HILTON HEAD ISLAND - Tourists don't spend nearly as much money in South Carolina as they do in other states, prompting S.C. leaders on Tuesday to stress better customer service and ask private businesses to help grow the industry.
Strategies to boost tourist spending - including improving service, promoting cultural offerings such as Brookgreen Gardens and aggressively pursuing the more lucrative international market - emerged during the second day of the Governor's Conference on Tourism and Travel.
Each tourist to South Carolina spends about $278 - much less than the $418 per person average nationwide.
"We are not capturing what we should be," said Chad Prosser, director of the S.C. Department of Parks, Recreation and Tourism. "We ought to be able to raise the bar."
Gov. Mark Sanford challenged the conference's 550 attendees to step up and help tourism grow. Sanford praised the $14.4 billion industry as a job creator. He tried to tap successful strategies by brainstorming ideas for an hour with about 25 leaders, including five from the Grand Strand.
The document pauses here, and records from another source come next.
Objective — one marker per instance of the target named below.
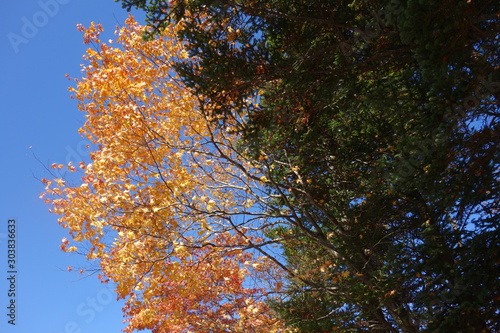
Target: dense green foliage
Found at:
(380, 125)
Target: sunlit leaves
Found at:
(163, 206)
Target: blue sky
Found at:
(39, 44)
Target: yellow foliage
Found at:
(147, 205)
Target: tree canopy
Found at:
(341, 155)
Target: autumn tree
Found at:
(378, 123)
(168, 208)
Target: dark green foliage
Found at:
(379, 121)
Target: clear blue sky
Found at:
(39, 45)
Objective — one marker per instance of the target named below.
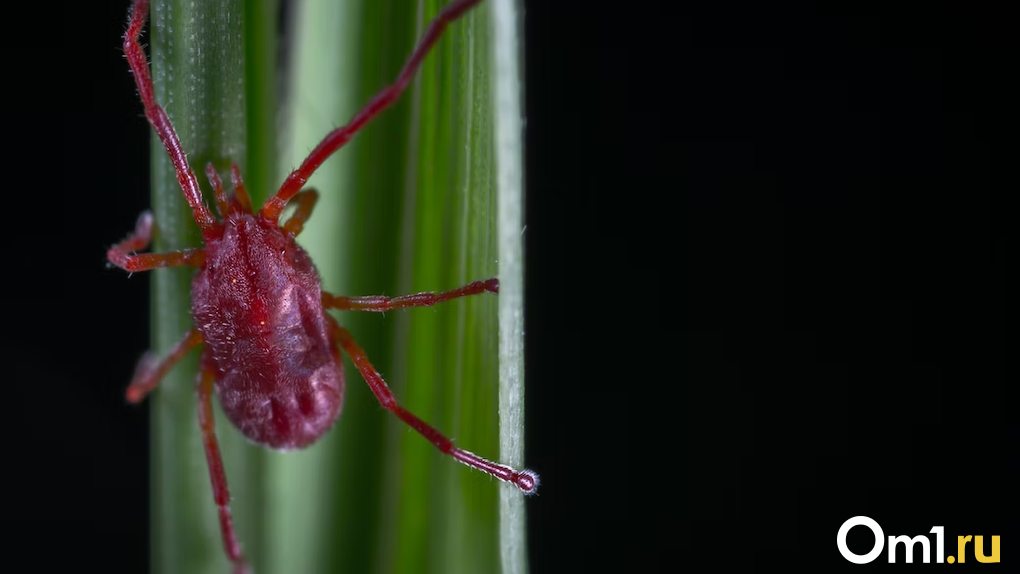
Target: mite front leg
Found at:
(220, 492)
(525, 480)
(122, 255)
(149, 372)
(427, 299)
(306, 203)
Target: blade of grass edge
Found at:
(509, 127)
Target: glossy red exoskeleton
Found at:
(269, 351)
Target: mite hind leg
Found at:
(525, 480)
(150, 371)
(220, 492)
(426, 299)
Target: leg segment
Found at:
(525, 479)
(216, 474)
(222, 205)
(239, 189)
(120, 254)
(149, 371)
(379, 303)
(306, 203)
(338, 138)
(161, 122)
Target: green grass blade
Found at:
(200, 69)
(409, 205)
(510, 181)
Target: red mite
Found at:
(270, 351)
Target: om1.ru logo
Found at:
(908, 542)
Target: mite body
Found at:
(270, 352)
(258, 305)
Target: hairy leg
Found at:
(525, 480)
(426, 299)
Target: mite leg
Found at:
(525, 479)
(239, 189)
(222, 205)
(306, 203)
(120, 254)
(339, 137)
(219, 490)
(161, 122)
(427, 299)
(149, 371)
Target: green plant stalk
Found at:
(510, 183)
(409, 205)
(200, 70)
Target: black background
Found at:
(766, 283)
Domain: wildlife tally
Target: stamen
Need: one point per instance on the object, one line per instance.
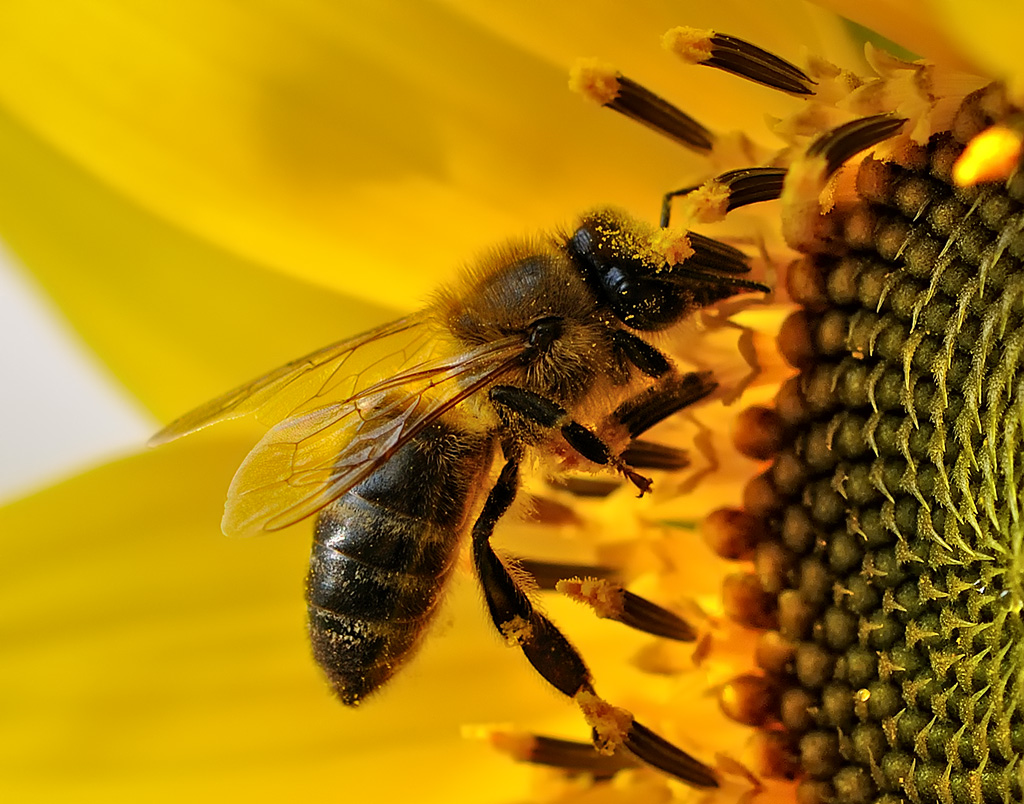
(614, 727)
(548, 574)
(585, 485)
(994, 155)
(711, 202)
(711, 254)
(611, 601)
(603, 84)
(808, 175)
(841, 143)
(649, 748)
(738, 57)
(565, 754)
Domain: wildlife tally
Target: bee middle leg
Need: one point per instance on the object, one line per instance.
(548, 413)
(555, 659)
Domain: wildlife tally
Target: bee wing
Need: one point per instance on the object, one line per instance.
(310, 459)
(306, 381)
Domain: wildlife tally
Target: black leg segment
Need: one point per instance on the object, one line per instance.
(554, 658)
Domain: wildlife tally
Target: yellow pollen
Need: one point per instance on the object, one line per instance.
(595, 79)
(991, 156)
(673, 245)
(690, 44)
(710, 203)
(604, 596)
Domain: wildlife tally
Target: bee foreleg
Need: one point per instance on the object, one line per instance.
(555, 659)
(640, 413)
(548, 413)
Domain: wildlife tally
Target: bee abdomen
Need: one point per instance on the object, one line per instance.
(382, 554)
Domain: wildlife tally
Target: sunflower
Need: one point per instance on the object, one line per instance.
(208, 189)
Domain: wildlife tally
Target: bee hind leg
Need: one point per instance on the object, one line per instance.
(556, 660)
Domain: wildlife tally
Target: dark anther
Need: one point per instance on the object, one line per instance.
(841, 143)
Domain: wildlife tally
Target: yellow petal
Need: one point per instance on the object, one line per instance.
(147, 658)
(337, 142)
(175, 319)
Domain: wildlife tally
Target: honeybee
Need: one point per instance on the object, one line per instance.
(394, 454)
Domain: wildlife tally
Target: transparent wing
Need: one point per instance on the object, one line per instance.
(334, 371)
(310, 459)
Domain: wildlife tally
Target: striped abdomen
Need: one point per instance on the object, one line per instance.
(383, 552)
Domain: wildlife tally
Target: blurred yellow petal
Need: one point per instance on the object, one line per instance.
(146, 658)
(989, 32)
(910, 24)
(174, 318)
(323, 139)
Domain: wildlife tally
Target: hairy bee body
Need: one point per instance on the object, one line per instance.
(383, 552)
(389, 439)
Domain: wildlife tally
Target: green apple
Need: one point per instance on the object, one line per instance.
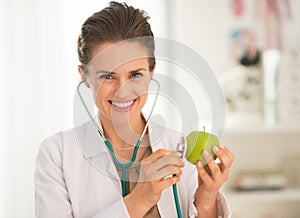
(197, 142)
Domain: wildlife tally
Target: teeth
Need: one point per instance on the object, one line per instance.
(122, 104)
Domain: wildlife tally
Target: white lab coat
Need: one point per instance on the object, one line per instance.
(75, 177)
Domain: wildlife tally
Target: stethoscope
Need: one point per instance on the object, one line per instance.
(124, 166)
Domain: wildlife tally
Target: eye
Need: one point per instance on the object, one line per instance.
(106, 76)
(135, 74)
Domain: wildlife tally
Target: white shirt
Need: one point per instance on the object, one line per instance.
(76, 177)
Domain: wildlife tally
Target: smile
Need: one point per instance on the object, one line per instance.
(122, 105)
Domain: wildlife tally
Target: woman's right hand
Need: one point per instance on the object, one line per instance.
(158, 171)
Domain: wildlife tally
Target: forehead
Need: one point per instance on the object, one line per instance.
(110, 56)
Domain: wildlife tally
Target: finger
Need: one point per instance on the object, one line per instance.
(168, 182)
(158, 154)
(205, 177)
(227, 151)
(225, 156)
(215, 170)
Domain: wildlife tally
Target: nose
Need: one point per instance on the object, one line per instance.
(122, 89)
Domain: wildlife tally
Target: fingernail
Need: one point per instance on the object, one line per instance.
(179, 154)
(215, 149)
(206, 155)
(199, 164)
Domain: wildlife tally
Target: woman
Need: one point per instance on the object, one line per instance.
(75, 174)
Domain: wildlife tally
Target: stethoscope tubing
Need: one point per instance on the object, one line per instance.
(137, 145)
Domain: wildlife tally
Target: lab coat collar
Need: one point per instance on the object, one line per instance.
(94, 144)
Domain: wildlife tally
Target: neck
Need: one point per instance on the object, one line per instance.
(123, 135)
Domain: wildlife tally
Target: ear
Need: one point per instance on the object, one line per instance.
(83, 76)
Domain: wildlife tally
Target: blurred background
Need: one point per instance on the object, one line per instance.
(253, 47)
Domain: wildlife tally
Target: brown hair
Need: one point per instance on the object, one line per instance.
(115, 23)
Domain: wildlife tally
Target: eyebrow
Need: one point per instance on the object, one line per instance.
(104, 72)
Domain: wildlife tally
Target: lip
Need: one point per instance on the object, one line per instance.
(122, 106)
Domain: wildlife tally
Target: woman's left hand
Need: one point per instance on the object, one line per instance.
(211, 178)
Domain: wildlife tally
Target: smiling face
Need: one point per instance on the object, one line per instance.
(119, 77)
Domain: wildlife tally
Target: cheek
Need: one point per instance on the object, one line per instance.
(100, 94)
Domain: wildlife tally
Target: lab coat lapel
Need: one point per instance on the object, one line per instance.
(97, 153)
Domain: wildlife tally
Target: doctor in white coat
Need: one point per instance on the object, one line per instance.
(75, 174)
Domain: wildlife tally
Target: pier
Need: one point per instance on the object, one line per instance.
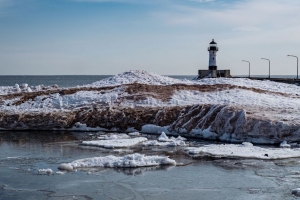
(281, 80)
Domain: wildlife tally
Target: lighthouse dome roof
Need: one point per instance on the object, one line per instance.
(213, 42)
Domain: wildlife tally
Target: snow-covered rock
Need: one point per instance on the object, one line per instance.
(45, 171)
(138, 76)
(284, 144)
(132, 160)
(164, 140)
(115, 143)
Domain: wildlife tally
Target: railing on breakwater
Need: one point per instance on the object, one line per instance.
(281, 80)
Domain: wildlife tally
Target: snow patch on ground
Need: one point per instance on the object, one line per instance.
(114, 136)
(150, 128)
(138, 76)
(45, 171)
(132, 160)
(164, 140)
(115, 143)
(245, 150)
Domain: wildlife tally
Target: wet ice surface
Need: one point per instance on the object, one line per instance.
(23, 154)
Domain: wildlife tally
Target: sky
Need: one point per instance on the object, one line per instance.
(168, 37)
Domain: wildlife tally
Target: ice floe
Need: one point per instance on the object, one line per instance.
(131, 160)
(114, 136)
(164, 140)
(45, 171)
(115, 143)
(245, 150)
(284, 144)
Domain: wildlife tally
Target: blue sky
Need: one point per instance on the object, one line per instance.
(49, 37)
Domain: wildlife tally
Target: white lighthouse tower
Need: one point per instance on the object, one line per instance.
(212, 55)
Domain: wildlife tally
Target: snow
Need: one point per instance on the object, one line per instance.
(296, 192)
(172, 143)
(127, 161)
(164, 140)
(245, 150)
(134, 134)
(233, 97)
(45, 171)
(284, 144)
(138, 76)
(83, 127)
(114, 137)
(144, 77)
(290, 105)
(150, 128)
(115, 143)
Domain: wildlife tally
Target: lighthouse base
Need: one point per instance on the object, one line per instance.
(213, 74)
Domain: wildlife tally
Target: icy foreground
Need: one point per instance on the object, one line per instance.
(132, 160)
(235, 110)
(245, 150)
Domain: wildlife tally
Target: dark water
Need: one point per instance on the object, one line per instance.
(23, 153)
(61, 81)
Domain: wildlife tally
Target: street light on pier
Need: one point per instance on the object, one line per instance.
(249, 65)
(297, 63)
(269, 66)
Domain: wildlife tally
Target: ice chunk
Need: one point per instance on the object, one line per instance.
(244, 150)
(115, 136)
(29, 89)
(134, 134)
(284, 144)
(171, 143)
(115, 143)
(296, 192)
(163, 138)
(65, 166)
(45, 171)
(131, 160)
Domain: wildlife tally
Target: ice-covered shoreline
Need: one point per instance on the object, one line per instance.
(234, 110)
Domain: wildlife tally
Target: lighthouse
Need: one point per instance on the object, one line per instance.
(212, 55)
(212, 71)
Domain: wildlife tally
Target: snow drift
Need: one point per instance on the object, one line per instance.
(235, 110)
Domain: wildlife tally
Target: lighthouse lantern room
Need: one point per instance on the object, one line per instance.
(212, 71)
(212, 55)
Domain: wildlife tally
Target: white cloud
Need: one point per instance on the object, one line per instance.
(202, 1)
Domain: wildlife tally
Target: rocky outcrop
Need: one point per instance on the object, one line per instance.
(221, 122)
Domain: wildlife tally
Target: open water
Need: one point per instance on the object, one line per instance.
(22, 154)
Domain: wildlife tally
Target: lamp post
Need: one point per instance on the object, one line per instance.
(297, 63)
(249, 65)
(269, 65)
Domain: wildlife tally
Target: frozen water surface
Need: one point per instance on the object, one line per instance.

"Tourism is an absolute priority for this administration. Too long, tourism has been the red-headed stepchild of economic development," Sanford said. "It's a remarkable economic engine and an underappreciated economic engine."
Sanford urged the group to take a more active role in pushing the industry forward, especially with the creation of the proposed tourism cluster, which leaders will hear details about during the conference's final sessions today.
"I would ask you to push your thinking outside of the box," Sanford said.
One strategy is making sure the hospitality industry lives up to the "Smiling Faces" South Carolina promises in its slogan, Sanford and others said.
Training employees better and hiring more selectively will help improve service, they said. Some proposed changing state law to allow accommodations tax revenue to be used for training workers, not just to support events that draw tourists.
"If we don't treat that visitor with good hometown hospitality, they will not come back," said Molly Harts of Greenwood County. "That should be our most important concern."
Destinations need to spend whatever it takes to make visitors happy because they will pay for good service, said Horst Schulze, who helped create Ritz-Carlton and is president of the Atlanta-based West Paces Hotel Group.
"The greatest driver of customer satisfaction is service," he said. "Tourism is meant to create an environment people want to come to, want to be in and want to spend money in."
The PRT also is considering stepping up efforts to lure international tourists now that dollar exchange rates have improved and travelers have adjusted to the extra security that emerged after the 2001 terrorist attacks.
International tourists tend to stay longer and spend more in the United States than domestic travelers.
Prosser plans to partner with places such as Charlotte, N.C., because it has the U.S. Airways hub most international tourists would pass through on their way to South Carolina.
Those new strategies - coupled with the increase in marketing dollars this year by the PRT - should help the industry grow, which will benefit the state's economy, said Brad Dean, president of the Myrtle Beach Area Chamber of Commerce.
"We can't do the same old things and get better results," he said.